Though Russell kicks a hundred different varieties of ass as MacReady and his co-stars, including Keith David and Mr. Wilford "Liberty Medical" Brimley, fill their roles perfectly, the true attraction of The Thing are its special effects created by Rob Bottin.  Bottin was just 22 when he signed on to manage the tremendous workload of constructing the film's numerous beasties, but his incessant labor paid off ten-fold as the movie's monster designs remain a benchmark when it comes to make-up and animatronic standards.  Each of the alien leviathans have their own distinct look and are truly the stuff of nightmares; difficult to watch twist and contort into inconceivable arrangements of exaggerated humanoid features, yet simultaneously impossible to look away from.  The inexperienced Bottin commanded a squad of 40 other effects personnel, one of which was the legendary Stan Winston, who lent his expert hand when things became a bit too exasperating for the up-and-coming SFX prodigy.  In an age where CGI eats up more screen time than compelling characters or discernible storylines, The Thing demands repeated viewings as a reminder that nothing trumps good ol' fashioned practical methods of creating monstrous mayhem.
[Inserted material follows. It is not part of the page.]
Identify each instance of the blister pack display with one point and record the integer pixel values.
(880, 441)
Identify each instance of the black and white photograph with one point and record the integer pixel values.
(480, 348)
Along with dealing with the complications that go hand-and-hand with an effects-heavy picture, the cast and crew deserve medals for their boundless patience when it comes to conditions in which The Thing was filmed.  Things got a bit nippy inside the Los Angeles soundstages where the majority of interior shots were captured, each of them being refrigerated to 40 degrees in order to simulate a frigid Antarctic atmosphere, but at least then the workers could bust outside between takes and soak in the steamy 100 degree southern California weather.  After three months of that business, the crew packed up and ventured to the British Columbian town of Stewart, commonly known as "the snowfall capital of North America," to film the remaining external shots of the research camp.  It was there that these brave filmmakers clad themselves in $75,000 worth of winter coats and snow boots to survive the brutal negative wind-chills ravaging the region.  I heard that John Carpenter's testicles just recently lowered back into his scrotum after hiding away inside his abdomen for the past 30 years.  Talk about dedication to one's craft.

Similar to Ridley Scott's futurist epic Blade Runner, which was released into theaters on the same day in 1982, The Thing was panned by critics, mainly due to its repulsive special effects and particularly downbeat yet appropriate ending.  Audiences were still raving over Steven Spielberg's E.T., which had just opened a few weeks prior, and they were in no mood to face the concept that aliens might one day make the trip across limitless cosmic space to obliterate us from existence.  But the past is in the past.  The Thing is now heralded as an undeniable classic, a sterling example of science fiction and horror skillfully fused.  John Carpenter has admitted that his head hangs a little lower with each of his cinematic underperformances, but at the end of the day, the acclaimed director still names this as his personal favorite of all of his films.  From one Carpenter to another, I concur -- The Thing may very well be the greatest horror movie ever constructed.